アパレルショップではその割合は更に下がり、ほぼ期待できないと思います。
まだまだ全体に浸透してはいないので、自分で判別できた方が確実です。

”パーソナルカラー”で画像検索を掛けると、沢山の色例が見られます。
これを手持ちのコスメや洋服に照らし合わせて、どの色群に当てはまるか確認していくと、見る目が鍛えられます。
春・秋はイエローベース、夏・冬はブルーベースでしたね。

Web上の色味というのはモニターや設定にも依存しており、正確ではありませんから、本当に正確に学びたい時は印刷時に色テストをしている紙の本がおススメです。

美人だけが知っている似合う服の原則

こちらはそれぞれのタイプ別に色表も載っており、細く見える色がタイプによって違うことや、着こなしの実用的な例や組み合わせが学べて面白かったです。
ピンクとブルーの診断用カラーページで、4シーズンの自己診断ができます。
1ページに4シーズンの色がまとまっているページはありませんが、8ページに渡って4シーズン×30カラーずつの色群を載せている章があります。

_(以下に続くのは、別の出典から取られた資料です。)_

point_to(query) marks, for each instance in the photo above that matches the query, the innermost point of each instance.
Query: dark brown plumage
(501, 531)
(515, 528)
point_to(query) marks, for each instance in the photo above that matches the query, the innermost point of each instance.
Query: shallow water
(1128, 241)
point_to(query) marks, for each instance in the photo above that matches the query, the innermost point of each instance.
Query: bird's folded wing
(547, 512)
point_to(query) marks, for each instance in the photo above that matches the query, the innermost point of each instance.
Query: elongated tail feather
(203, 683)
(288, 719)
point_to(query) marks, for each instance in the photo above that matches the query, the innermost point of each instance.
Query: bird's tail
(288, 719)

メイク・ネイル・髪とそれぞれ説明があって、『目指す美肌』項目があります。
パーソナルカラーとは肌をキレイに見せ、服だけが悪目立ちしないものという原理をきちんと活かした本の作り方で、表面的でないのでパーソナルカラー関連はこの1冊で十分かもしれません。

正確に色を学ぶというよりも、コスメや洋服を買うときに色見本代わりに持ち歩きたいなら、電子書籍の方が軽くて良いですね。

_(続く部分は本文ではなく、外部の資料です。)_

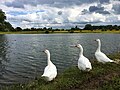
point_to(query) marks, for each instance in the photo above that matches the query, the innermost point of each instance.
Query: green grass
(101, 77)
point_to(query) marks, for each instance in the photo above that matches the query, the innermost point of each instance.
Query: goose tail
(117, 61)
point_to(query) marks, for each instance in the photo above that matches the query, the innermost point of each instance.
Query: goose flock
(50, 71)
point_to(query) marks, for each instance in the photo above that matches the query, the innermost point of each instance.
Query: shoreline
(102, 76)
(61, 32)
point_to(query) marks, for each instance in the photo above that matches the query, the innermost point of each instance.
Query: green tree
(4, 26)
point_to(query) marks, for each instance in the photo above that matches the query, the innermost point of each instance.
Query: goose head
(98, 40)
(78, 46)
(46, 51)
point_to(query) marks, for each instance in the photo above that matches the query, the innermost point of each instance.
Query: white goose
(100, 56)
(83, 62)
(50, 71)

こうして見分けができるようになったら、イエローベース・ブルーベースでコスメを揃えていくことで、顔色を引き立てるメイクができるようになります。

逆ベースのコスメはもう使えないの?【垢抜けたいなら、自分の季節だけで揃えない方がいい?!】

トーンを揃えると、顔色がキレイに見えて垢抜けやすくなります。
じゃあ全部自分のパーソナルカラー・ベースカラーで揃えれば間違いないの?
というと、実は案外それだけではなかったりするのが、難しいところ。

逆に言えば、もう捨てるしかないかな・・と思う似合わない色群だって、ちゃんと活かすことができるのです。

どういうことかというと・・

全て同じベースで揃えると、 肌色はキレイに見えます
ただし、 目立たせたい部分を作れません

洋服のトップスが自分のカラーだと、洋服に顔が負けて洋服ばかりが悪目立ちするということは避けられますが、コスメも全て自分のカラーだと、全てが馴染んで印象が薄くなる、ということは起こり得ます。

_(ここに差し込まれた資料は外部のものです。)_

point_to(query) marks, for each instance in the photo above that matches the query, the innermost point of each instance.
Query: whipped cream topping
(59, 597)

もし自分のカラーだけを使ってみて、何かが違う・・と思う時は、反対ベースカラーの色を1つだけ、メイクに入れてみてください。
するとそこに少しだけ不協和音が起こり、意識や視線が向きやすくなります。

世の中にあふれているデザインも、調和だけで作られているものは少ないです。
確かに調和のとれた色は美しいのですが、それだけだと流し見で終わってしまうのですね。
色の法則は奥が深いです。
難しいですが、奥が深いからこそ学びがいもありますよね。

まとめ

最初は、ある程度の知識が必要です。
ですがある程度の知識を得たあとは、なんでも好きなように使ってみるしかない!

法則通りになることなんて世の中ほとんどありません。
プロと呼ばれる人は、みんな経験則が大きいものを占めています。
コスメや洋服の色選びも同じ。最初から上手くはいかないかもしれませんが、続けていると、だんだん分かるようになってきます。

闇雲に選ぶのも楽しいものですが、法則を少しだけ知っておくと、失敗の原因も分かります。
あまり色に興味がなくても、少し知識があるだけで失敗が減るなら嬉しいですよね。
そしてもし興味が出てきたら更に深めてみると、楽しくて実用的です。